Benefits of not not knowing — scenarios

Adopting a technology-agnostic strategy, particularly when beginning with a closed, legacy system, has challenges — but short-lived ones. The agnostic path ROI is paid back forever, for both operators and solutions providers. Here are some scenarios where agnostic TCS solutions do that.

A vendor changes its technology

An operator — happily settled on a single platform — realizes one of its vendors decides to change their platform. Is he forced to change the platform or can it stay with its existing underlying technologies? If it adopted an agnostic strategy they can keep their platform, even if the operator’s legacy platform product was effectively disrupted with the vendor’s change, rather than completely convert their product to it, they can keep their platform.

This means that the operator can change or add a new type of lane without changing the underlying Toll Collection System platform.

Migrations

A TCS solution provider uses technology agnosticism as a strategy to evolve and migrate their system over time. The company had a large in-house application that was developed in Java and, after a number of years in production, they decide it should be migrated to .NET. Rather than rewrite the whole thing at once — a process that could take years — they are able to rewrite smaller layers of the application for the new platform to bridge between the newly rewritten layers and the legacy portions of the application.

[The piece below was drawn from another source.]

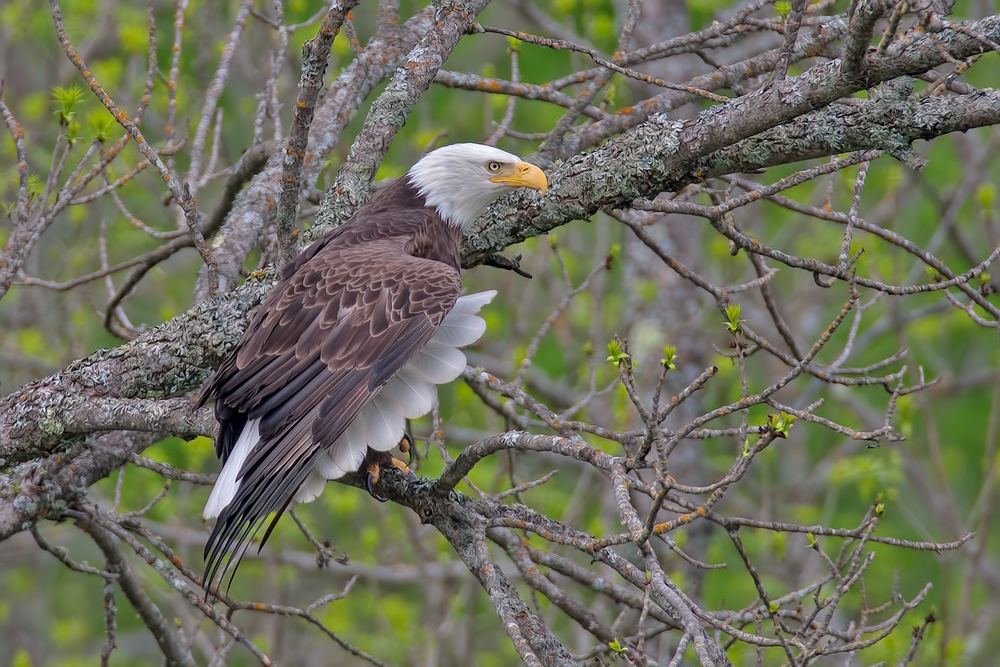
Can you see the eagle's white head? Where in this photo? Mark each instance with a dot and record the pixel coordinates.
(461, 180)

During the process, the evolving application can be tested while kept in production, so that functionality is never lost.

New parts acquisition

An operator adopting an agnostic TCS solution — such as A-to-Be®’s —, when faced with the need to procure a new lot of ETC antennas, gets to issue a broader request, as it can use multiple suppliers, instead of being locked-in with a single one. This is similar to when you go to buy a printer for your home computer — the operator gets to choose amongst all the brands in the market… without changing the computer.

Mergers and Acquisitions

Companies can find themselves in a situation where they’ve either acquired a business unit or a product that was based on, say, the Java platform while they themselves were .NET-centric. The initial impulse could be to replace newly acquired software for the usual platform, in an effort which is expensive, time-consuming, potentially error-prone and, ultimately, a waste of resources. With an agnostic strategy, these customers were able to easily and efficiently integrate the systems.

Becoming a «know nothing»

While the authors assume the toll industry agrees with the goal of becoming technology agnostic, this position is not universal. Many work to protect the benefits — to them — of closed, fragmented systems, while others will claim an already technology agnostic industry, simply because it achieved interoperability between X and Y alone when, in fact, they stopped short of doing Z and thus depriving the larger community of the benefits. Toll operators remain having others decide their future for them.

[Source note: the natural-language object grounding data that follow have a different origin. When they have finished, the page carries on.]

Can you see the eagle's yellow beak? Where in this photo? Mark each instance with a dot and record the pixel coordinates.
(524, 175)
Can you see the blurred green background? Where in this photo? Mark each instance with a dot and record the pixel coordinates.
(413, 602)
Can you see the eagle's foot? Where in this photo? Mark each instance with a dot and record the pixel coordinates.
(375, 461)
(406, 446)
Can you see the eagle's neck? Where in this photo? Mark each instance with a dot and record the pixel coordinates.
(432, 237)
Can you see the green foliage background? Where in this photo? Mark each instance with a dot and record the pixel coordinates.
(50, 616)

This is important. When a stakeholder decides it cannot support a group goal – or if the group cannot articulate a clear definition and path — others will step in and define it for them. The benefits fall to one seat at the table living of uncertainty, doubt and misinformation, a product of their efforts. This leads to a fragmented industry, risking integrated national tolling’s successful transitions.

A-to-Be®’s conviction is that toll operators deserve a share of the benefits of technology agnostic solutions and should not leave them on the table anymore — they cannot afford to. Tolling professionals experience on a daily basis the portability of many other technologies (phones, computers, communications) in their lives. The question is — why not for toll collection, as well?

There are good news. Once the toll industry bases its efforts on a common understanding of what technology agnostic means — and understand its benefits —, the right path should reveal itself. And not only will it be in a better position to chart its own future, it will be exposed to levels of efficiency, cooperation, evolution, migration and innovation it has not enjoyed before.

This article hopefully leaves readers with a better understanding of agnostic in the tolling context, how A-to-Be® applies it — why you should want it.